Unbelievably it’s been a year since I’ve written up a recipe. That’s sad. Ah well- here is a tried and true favorite for my comeback.
Alice Medrich is brilliant and everyone should buy Bittersweet. Her recipe is super forgiving and I’ve made it easier (microwave rather than double boiler) and I’ve replaced APF with whole wheat pastry flour (nuttier and yummier and I’ve forgotten which blog recommended that substitution)With all due respect to the master, I like my recipe more.
Firstly- oven on at 325F
Second – chop 2/3 cup of walnuts to bits (as small as you’d like) and microwave them in 30 sec installments till you start smelling the oils.
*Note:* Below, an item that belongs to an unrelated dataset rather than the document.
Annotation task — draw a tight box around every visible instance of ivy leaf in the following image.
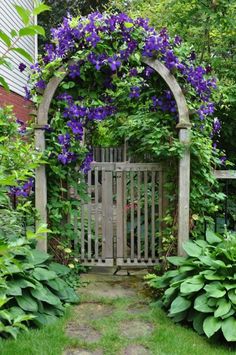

If you can smell them, they are toasted just enough. Let them cool
Third- melt 10 tbsp of butter in the microwave. Cover the bowl, the butter will sputter.
Add 3/4 cup and 2 tbsp of good dark cocoa (all kinds work but the more expensive ones will lead to a better brownie) and 1 1/4 cup of sugar and 1/2 tsp each of vanilla and salt. Mix well with a whisk. The original recipe calls for melting the butter in a double boiler and cooling the mixture but in my recipe we are now ready for the eggs. Add 2 large eggs and whisk them in – the grainy mixture should be nice and smooth now

Next add 1/2 cup of whole wheat pastry flour (the original calls for 1/2 cup of all purpose flour) and beat it in with a silicone spatula till no white remains. Alice recommends doing this 40 times. Add the walnuts and stir to mix. You’d remembered to prep an 8 inch pan right? Pour mixture into said pan.
Bake for 30 min and make sure the top has set. The whole wheat flour adds an extra 5 min to the bake. Bake an additional 5 min if you’d like your brownie firmer. We like ours fudgy.
Cut into tiny bites or larger pieces. These spread happiness wherever they go.